看脚下は禅宗の重要な教えに使われる言葉であって、決して足元を見て自分の履き物を揃えることを促す言葉ではない、ということは前回書きました。それに続いて、禅宗で使われるようになった由来について書いていきます。
中国・宋代の禅僧の法演が、三人の弟子を連れて暗い夜道を明かりを灯して寺院に帰る時のこと、風が吹いて火が消えて真っ暗になってしまいました。
立ちすくんだ三人に、師匠の法演は質問を投げかけます。
「暗い夜道を歩く時には明かりが必要だ。その明かりが消えた。この暗闇の中を、どうするか」と。ここでいう暗闇は、自分の行く先が真っ暗になったということで、思いもよらない災難に遭い、前途暗澹たるところを、どのように切り抜けていくかとの問いです。

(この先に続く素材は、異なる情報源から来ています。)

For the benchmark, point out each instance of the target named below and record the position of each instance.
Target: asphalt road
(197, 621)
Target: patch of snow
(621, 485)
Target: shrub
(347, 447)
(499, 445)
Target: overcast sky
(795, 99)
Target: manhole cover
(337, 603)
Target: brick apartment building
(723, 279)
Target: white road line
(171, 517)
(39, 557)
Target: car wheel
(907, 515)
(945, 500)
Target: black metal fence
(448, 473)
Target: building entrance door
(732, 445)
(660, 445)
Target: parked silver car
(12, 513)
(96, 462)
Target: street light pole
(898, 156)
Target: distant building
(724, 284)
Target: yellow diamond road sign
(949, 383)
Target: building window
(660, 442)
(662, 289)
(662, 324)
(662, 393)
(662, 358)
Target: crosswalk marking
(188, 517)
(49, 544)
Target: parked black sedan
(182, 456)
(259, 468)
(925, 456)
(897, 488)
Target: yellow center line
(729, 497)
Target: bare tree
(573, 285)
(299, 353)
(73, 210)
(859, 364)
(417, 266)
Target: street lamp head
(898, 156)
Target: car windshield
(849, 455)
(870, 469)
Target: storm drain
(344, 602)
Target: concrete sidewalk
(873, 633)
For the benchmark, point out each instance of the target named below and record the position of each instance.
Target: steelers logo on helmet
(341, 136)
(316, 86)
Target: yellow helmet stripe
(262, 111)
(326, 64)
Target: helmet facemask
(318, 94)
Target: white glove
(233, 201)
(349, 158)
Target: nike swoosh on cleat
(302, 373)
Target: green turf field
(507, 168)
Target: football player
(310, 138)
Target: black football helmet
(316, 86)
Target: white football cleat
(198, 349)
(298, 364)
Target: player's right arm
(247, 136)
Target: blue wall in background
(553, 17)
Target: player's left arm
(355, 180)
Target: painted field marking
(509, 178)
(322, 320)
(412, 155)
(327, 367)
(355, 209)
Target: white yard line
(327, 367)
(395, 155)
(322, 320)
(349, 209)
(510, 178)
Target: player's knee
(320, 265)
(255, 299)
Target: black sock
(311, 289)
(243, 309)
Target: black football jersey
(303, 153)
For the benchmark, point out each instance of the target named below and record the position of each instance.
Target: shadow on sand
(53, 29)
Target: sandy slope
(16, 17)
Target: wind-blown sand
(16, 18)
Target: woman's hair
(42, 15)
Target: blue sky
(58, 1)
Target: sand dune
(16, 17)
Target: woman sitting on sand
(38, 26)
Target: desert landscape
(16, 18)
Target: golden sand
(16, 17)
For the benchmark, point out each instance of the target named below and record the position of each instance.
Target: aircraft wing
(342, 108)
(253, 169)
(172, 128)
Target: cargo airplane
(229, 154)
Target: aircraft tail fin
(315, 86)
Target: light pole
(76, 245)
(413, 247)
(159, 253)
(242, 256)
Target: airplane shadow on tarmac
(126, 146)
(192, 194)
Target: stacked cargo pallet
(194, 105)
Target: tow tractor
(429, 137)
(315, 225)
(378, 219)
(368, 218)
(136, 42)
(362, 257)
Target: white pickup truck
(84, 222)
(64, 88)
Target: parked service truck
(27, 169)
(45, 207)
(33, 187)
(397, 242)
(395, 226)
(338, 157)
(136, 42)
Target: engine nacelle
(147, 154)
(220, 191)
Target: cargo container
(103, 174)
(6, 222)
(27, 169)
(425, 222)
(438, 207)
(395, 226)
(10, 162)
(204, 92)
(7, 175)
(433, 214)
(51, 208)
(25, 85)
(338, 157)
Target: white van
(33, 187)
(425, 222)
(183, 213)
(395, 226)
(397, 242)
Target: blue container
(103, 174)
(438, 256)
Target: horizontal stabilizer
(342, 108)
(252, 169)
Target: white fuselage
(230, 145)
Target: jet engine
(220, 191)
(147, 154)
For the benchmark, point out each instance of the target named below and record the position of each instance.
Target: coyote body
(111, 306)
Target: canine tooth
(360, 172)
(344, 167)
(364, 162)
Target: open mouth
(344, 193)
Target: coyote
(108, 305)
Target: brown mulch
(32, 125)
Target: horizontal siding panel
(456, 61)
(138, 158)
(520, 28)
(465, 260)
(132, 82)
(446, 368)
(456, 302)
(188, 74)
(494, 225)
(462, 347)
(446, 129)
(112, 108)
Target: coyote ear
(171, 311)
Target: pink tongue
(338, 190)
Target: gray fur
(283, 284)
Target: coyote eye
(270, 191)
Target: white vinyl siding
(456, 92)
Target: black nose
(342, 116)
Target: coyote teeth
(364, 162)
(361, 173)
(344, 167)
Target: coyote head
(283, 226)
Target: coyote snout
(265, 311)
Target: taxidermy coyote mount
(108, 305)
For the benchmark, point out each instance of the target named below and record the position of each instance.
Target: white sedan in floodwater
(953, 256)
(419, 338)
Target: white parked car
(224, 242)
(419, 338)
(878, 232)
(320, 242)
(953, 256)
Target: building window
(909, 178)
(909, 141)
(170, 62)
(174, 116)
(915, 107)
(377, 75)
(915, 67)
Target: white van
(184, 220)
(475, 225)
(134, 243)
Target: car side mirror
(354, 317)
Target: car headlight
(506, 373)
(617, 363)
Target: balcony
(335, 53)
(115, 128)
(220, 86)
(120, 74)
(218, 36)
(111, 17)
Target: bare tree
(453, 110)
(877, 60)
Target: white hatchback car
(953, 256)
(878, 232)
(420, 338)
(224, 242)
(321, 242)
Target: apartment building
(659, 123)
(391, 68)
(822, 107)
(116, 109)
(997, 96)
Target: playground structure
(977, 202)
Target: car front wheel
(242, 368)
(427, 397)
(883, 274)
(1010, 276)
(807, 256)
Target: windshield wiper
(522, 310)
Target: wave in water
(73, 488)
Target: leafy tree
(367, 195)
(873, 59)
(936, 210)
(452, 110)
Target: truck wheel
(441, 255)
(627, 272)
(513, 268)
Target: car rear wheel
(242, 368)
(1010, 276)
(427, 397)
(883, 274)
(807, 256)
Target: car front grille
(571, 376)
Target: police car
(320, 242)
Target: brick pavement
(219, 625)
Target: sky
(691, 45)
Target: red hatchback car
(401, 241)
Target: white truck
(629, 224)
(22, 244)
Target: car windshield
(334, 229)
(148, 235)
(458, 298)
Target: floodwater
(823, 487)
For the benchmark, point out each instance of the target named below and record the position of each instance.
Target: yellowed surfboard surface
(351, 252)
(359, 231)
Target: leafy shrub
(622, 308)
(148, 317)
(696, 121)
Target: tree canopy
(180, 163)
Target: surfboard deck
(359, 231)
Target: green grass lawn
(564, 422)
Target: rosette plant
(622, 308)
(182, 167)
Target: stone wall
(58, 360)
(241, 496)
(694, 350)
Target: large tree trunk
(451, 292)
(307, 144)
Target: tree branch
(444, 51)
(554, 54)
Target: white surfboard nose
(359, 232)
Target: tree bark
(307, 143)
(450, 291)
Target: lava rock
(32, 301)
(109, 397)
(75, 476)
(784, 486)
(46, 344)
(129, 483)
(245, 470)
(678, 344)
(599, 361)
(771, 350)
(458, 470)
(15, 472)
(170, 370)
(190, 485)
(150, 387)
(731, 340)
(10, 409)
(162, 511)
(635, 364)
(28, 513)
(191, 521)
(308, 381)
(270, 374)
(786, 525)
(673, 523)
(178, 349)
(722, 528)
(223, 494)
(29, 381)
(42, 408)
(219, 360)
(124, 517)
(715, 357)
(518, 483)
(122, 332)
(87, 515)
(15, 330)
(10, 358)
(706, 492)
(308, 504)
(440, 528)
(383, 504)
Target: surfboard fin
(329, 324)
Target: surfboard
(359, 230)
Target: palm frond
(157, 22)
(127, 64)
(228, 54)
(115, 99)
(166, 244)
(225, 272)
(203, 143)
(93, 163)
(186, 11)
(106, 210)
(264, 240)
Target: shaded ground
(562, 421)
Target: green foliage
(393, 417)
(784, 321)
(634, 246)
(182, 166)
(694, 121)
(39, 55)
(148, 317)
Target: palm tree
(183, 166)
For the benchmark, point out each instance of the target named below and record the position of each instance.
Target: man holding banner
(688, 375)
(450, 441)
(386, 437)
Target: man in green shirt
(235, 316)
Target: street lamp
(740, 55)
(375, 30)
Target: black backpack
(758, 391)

初めの自分の気持ちを言葉に出した仏鑑は「すべてが黒一色の暗闇は、逆にいえば美しい赤い鳥が夕焼けの真っ赤な大空に舞っているようなものだ」と答えます。これに対して師匠は反応しません。
次に、仏眼が「真っ暗の中で曲がりくねった道は、まるで真っ黒な大蛇が横たわっているようだ」と答えます。これにも師匠は反応しません。
最後に、圜悟克勤が「看脚下」と答えました。「真っ暗で危ないから、つまずかないように足元を見て歩きましょう」と答え、師匠に絶賛されました。
これは私なりの“超訳”ですが、パニックになるようなことがあったら、余計なことは考えずに、足元に気をつけて進むことが重要であり、足元を見ると同時に我が生き方を見直して、未熟である自分に気づくことに大事な意味があるということが「看脚下」には込められているということです。